Last seen 3 months ago

Australia/Melbourne

FeatureCounts reports number of alignments whereas STAR reports number of reads (number of reads pairs in this case since the data is paired end). The reporting of a mapped read may include one or more alignments. A uniquely mapped read will lead to the reporting of one single alignment, but a multi-mapping read will result in more than one alignment being reported. So the difference you observed was caused by the reporting and counting of multi-mapping reads.

If you instruct STAR to output uniquely mapped reads only, then featureCounts will report the same total count. When STAR is allowed to output multi-mapping reads, the total count from featureCounts is always higher because it reports the number of alignments rather than number of reads.

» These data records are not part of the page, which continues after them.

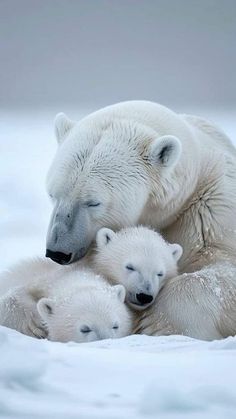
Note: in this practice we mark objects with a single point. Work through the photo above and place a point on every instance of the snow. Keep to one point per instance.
(134, 377)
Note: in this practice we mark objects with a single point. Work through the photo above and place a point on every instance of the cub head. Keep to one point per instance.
(138, 258)
(94, 313)
(102, 178)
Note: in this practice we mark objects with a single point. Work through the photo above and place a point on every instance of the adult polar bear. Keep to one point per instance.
(138, 162)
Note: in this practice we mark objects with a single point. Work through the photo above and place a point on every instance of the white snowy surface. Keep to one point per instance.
(133, 377)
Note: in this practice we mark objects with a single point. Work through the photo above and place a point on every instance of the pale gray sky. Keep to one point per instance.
(96, 52)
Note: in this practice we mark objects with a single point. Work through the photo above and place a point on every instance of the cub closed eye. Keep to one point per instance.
(115, 327)
(130, 268)
(93, 204)
(85, 329)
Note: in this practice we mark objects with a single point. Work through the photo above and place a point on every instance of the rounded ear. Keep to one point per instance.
(120, 292)
(62, 125)
(104, 236)
(176, 250)
(165, 151)
(45, 308)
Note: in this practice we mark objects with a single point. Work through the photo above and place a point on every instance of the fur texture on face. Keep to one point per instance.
(137, 163)
(138, 258)
(86, 313)
(42, 299)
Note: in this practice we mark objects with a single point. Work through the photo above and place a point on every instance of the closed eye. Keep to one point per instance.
(93, 204)
(115, 327)
(130, 268)
(85, 329)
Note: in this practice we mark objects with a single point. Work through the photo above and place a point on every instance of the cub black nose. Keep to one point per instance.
(144, 298)
(58, 257)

ADD COMMENT • link 7.5 years ago Wei Shi ★ 3.6k

0

Entering edit mode

thank you very much for the quick response, Wei. I have one other question: The percentage of successfully assigned fragments is 52% and 49.4% in these two total RNA samples. Is this unusually low?

Thanks again, Ina

ADD REPLY • link 7.5 years ago Ina Hoeschele ▴ 620

0

Entering edit mode

The assignment percentage is typically around 50 - 70 percent. So your percentages are a bit low but not unusual. The percentage tends to be lower when multi-mapping reads are included.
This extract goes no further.